H41H-04:
Impact of Water Retention Curves on Evaporation Under Diurnal Atmospheric Forcing
Thursday, 18 December 2014: 8:45 AM
Francesco Ciocca, Swiss Federal Institute of Technology Lausanne, Lausanne, Switzerland, Ivan Lunati, University of Lausanne, Institute of Earth Sciences, Lausanne, Switzerland and Marc B Parlange, EPFL Swiss Federal Institute of Technology Lausanne, Lausanne, Switzerland
Abstract:
Water retention and unsaturated hydraulic conductivity curves dictate soil moisture dynamics, whose accurate description in both the liquid and vapor phases is crucial to properly estimate soil water evaporation.
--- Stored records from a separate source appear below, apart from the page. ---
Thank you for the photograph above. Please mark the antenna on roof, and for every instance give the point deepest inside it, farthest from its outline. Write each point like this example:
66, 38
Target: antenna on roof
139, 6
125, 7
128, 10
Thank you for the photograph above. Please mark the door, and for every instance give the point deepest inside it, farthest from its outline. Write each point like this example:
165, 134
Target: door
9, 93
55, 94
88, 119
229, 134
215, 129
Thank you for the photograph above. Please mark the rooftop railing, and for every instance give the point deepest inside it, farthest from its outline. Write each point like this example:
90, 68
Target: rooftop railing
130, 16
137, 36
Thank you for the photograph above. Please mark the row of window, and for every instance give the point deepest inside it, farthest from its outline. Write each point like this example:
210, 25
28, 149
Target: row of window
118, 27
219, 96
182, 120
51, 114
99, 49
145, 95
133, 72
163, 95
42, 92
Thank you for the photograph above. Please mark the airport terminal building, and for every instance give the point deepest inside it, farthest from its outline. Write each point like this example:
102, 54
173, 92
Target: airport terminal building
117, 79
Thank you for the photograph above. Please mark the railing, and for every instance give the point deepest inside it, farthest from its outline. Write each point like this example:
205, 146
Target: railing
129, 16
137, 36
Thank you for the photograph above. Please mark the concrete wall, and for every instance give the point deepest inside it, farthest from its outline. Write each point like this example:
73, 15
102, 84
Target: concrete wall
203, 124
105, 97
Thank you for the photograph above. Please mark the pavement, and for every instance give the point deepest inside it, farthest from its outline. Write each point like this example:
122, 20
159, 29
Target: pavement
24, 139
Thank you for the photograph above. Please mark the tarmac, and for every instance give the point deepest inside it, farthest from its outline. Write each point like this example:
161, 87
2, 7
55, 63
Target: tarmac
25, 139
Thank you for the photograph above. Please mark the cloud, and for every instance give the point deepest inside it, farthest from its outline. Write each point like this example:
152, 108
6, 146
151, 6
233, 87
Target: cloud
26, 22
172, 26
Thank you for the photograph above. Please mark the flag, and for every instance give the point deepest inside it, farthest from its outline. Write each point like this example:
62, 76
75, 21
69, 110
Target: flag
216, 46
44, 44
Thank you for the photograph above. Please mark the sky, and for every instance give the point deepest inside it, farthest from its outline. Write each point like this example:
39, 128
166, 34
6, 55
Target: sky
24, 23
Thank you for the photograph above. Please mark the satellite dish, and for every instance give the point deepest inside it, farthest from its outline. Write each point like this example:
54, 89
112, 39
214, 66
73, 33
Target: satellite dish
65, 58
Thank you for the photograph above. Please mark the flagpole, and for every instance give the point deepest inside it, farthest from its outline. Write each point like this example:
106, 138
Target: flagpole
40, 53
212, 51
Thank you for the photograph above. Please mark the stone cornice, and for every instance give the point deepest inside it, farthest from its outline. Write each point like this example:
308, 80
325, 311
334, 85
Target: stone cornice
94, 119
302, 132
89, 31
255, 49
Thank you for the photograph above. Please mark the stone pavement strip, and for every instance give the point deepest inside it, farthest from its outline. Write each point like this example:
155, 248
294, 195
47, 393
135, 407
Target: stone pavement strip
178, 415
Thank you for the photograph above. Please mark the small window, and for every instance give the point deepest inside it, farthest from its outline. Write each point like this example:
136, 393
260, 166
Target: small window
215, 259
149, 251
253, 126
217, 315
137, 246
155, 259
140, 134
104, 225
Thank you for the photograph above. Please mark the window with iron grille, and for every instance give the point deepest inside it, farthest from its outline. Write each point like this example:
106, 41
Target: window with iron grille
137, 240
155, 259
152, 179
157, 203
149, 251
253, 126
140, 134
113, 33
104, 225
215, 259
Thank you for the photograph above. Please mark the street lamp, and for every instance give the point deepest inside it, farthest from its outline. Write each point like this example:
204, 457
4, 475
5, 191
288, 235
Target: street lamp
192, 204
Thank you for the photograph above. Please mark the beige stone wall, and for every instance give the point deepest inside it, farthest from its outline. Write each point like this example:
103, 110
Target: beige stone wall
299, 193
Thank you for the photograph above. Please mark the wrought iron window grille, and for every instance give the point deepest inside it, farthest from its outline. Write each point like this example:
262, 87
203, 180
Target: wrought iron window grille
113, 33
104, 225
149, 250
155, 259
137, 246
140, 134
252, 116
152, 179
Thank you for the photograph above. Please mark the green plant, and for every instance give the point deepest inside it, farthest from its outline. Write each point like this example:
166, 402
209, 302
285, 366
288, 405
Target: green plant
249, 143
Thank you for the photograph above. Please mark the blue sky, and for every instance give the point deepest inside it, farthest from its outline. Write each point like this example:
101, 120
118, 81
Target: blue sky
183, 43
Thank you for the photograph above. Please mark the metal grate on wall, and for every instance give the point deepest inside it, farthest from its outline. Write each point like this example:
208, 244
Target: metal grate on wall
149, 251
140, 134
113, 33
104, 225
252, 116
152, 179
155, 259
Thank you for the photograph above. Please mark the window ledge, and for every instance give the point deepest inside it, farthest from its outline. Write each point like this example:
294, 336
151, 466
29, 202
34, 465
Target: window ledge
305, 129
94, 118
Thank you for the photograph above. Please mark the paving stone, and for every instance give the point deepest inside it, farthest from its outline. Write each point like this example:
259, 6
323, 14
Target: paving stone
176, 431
When classical water retention curves that approach infinitely negative matric potentials at nonzero residual water content (e.g. Van Genuchten or Brooks Corey) are employed to model soil moisture dynamics, evaporation from arid soil is not satisfactorily described because no soil drying below residual water content is allowed. Ciocca et al., GRL, [2014] showed how, for the isothermal case, more physically sound dynamics are predicted by employing modified retention models allowing the drying below the residual water content by vapor diffusion. The impact of these modified water retention models on the description of the moisture dynamics is numerically investigated in a more complex and realistic framework, in which a diurnal atmospheric forcing is applied at the soil surface and the soil heat dynamics (coupled to the moisture dynamics) are considered. For different soils, results are compared both with predictions from the classical retention curves and with a steady (i.e. not diurnally oscillating) atmospheric forcing. The impact of the significantly larger vapor fluxes predicted by the modified retention models on the soil temperature and consequently on the latent, sensible and ground heat fluxes is presented. A detailed analysis of the hourly liquid, vapor and temperature dynamics with depth is provided in order to assess whether the modified retention curves may help to reconcile the theory with some still debated field experimental results (e.g. soil moisture content rises at midday) without invoking for any empirical liquid gain and/or vapor enhancement factor.